Nelayan
mereka yang kenal lautan seperti mengenali punggung tangannya. Mengayuh penuh kekuatan sampan bercadik. Setelah menyampaikan tabik. Kepada fajar yang masih lama menyingsing. Berikan waktu yang cukup untuk menebar tali pancing.
Angin daratan sedang bertiup kencang. Saatnya menghela keinginan. Mencari nafkah bagi berlanjutnya kehidupan. Lautan adalah meja prasmanan. Makanlah dengan cara terbaik. Jangan pernah biarkan mejanya terbalik.
Petani
mereka yang mengerti bagaimana cara sempurna untuk menumbuhkan padi seperti mengenali tumbuhnya cambang di dagu sendiri. Rajin membuka dan menutup pintu pematang. Mengalirkan nafas bagi setiap batang.
Bulir-bulirnya akan berbiak dan berisi. Memberikan harapan pasti. Orang-orang masih bisa menanak nasi. Demi melanjutkan kehidupan.

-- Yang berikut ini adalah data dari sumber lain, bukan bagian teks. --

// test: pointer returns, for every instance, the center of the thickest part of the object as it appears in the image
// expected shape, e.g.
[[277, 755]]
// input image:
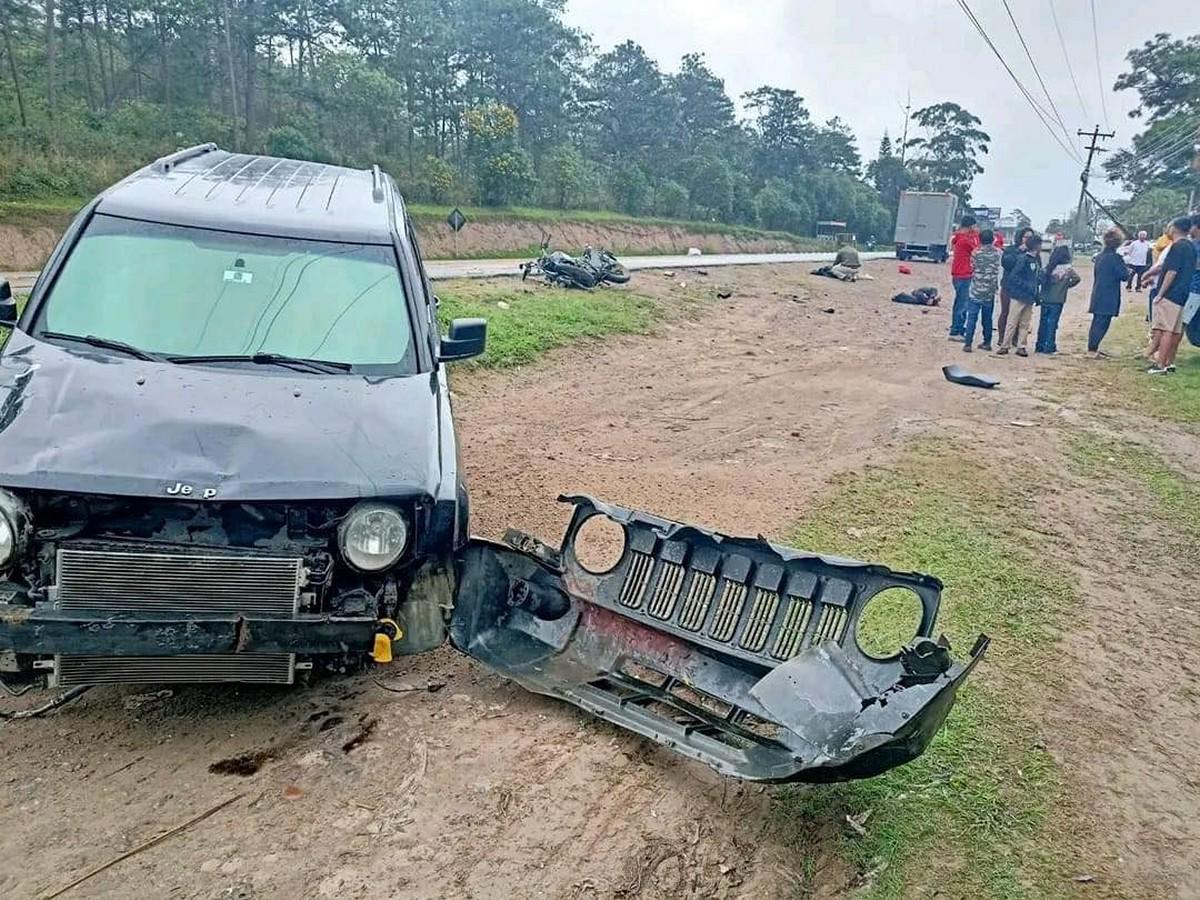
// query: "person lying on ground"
[[1109, 273], [982, 299], [1024, 285], [1059, 277], [1167, 315]]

Karena di dalam kehidupan seharusnya tak ada kata kelaparan.
Guru
dari rahim mereka tidak lahir huruf dan angka. Tapi mereka punya tugas mulia untuk mengajarkannya. Bagi kebodohan dan keterbelakangan. Agar kelak tak terjerembab saat zaman sibuk berlarian.
Mereka adalah orang-orang yang membuka jendela setiap pagi. Mempersilahkan udara segar memperkenalkan diri. Kepada anak-anak yang dibebani mimpi agar bisa mengejar matahari.